As the county’s human services nonprofits have gotten better at writing applications for the county’s annual grant program, supervisors are looking to tighten up the requirements to win funding.
Last year, supervisors decided that to be considered for funding, nonprofits would have to score 70% or better on their application through a process that sees them rated by the county staff and an advisory committee. Nonprofit grant writers, who have benefitted both from experience and in many cases from the training the county now offers, passed that test with flying colors—more nonprofits cleared that bar than there was money to fund. In April, supervisors approved $1.1 million in grants, but of the 33 nonprofits that met the minimum requirements to win funding, only 20 were funded. The lowest-ranked applicant to be funded was scored at 83.6%.

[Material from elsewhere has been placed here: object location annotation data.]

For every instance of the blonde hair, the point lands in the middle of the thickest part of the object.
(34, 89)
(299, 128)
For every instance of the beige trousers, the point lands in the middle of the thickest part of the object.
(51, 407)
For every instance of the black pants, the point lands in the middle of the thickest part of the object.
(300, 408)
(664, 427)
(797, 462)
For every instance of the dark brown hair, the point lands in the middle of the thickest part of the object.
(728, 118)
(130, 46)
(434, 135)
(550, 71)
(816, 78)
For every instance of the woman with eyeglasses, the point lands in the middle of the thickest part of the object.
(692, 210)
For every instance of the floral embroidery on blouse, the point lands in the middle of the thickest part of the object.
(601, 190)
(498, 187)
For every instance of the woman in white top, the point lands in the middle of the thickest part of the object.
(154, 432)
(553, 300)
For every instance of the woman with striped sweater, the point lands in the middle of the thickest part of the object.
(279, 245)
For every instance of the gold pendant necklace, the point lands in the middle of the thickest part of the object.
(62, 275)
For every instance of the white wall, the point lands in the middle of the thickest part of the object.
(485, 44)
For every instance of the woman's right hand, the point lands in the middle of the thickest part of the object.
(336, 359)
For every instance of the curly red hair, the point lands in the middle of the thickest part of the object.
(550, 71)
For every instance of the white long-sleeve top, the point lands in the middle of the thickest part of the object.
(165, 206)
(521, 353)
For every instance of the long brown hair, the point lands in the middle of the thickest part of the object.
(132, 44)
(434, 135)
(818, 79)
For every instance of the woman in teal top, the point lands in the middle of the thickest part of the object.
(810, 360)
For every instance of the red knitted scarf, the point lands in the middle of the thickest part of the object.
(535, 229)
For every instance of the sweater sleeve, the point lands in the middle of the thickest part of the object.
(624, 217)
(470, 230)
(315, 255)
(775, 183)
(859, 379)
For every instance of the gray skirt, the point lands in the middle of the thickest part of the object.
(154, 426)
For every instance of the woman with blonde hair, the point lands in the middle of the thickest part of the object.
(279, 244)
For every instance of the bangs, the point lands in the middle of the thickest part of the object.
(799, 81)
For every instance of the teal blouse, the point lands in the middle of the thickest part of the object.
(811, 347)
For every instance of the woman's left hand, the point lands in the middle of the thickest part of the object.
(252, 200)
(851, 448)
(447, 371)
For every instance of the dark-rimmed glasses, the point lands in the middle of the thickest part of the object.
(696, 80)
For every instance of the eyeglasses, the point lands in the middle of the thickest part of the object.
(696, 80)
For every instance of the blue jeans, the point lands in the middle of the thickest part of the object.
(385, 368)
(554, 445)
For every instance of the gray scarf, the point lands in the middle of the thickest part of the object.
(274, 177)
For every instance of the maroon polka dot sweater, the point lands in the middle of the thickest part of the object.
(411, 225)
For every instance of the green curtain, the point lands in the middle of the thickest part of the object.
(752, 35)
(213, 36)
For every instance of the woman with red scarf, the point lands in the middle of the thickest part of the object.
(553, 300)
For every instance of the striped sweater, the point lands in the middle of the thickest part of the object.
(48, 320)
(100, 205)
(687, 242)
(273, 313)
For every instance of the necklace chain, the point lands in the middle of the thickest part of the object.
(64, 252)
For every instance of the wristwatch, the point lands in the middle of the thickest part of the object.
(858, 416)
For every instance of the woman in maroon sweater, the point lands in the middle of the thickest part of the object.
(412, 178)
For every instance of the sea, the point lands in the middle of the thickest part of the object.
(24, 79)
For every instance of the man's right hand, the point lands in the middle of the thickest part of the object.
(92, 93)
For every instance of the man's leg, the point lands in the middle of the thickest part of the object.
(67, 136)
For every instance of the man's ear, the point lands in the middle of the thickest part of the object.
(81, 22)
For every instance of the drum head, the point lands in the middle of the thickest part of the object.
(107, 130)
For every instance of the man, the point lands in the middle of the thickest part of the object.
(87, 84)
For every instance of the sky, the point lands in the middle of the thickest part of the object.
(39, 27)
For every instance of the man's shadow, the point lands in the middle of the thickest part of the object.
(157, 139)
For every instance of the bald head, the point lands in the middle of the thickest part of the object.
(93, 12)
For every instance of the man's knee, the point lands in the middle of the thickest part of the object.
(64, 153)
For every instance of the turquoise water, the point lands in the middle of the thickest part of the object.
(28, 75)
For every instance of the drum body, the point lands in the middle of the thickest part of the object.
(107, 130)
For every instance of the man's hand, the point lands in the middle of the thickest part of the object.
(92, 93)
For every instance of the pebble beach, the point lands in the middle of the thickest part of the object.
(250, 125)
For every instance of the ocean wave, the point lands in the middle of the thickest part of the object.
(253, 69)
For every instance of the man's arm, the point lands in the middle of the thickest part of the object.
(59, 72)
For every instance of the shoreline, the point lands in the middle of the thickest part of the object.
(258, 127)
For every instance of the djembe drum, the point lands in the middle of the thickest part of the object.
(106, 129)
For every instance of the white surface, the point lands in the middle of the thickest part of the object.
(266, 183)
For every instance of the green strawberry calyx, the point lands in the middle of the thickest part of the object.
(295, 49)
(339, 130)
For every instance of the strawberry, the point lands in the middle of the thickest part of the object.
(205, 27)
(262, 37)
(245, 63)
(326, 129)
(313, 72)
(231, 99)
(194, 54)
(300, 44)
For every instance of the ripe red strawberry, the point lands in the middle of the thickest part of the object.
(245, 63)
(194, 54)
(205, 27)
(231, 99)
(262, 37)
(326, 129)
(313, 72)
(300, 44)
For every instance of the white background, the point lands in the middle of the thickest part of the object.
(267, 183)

Members of the board’s finance committee have directed the county budget staff to prepare the next budget with an eye toward funding nonprofits that score a 75 or better, but Supervisor Juli E. Briskman (D-Algonkian) said the bar should be kept where it is.
“I would actually go for the 70% line now that we’re coming up into this depression and recession, and I think the people are going to need a lot more help, and really for county like ours it’s just a drop in the bucket,” Briskman said.
Loudoun human services nonprofit leaders have said they’ve seen an unprecedented surge in the demand on their services since the COVID-19 pandemic began.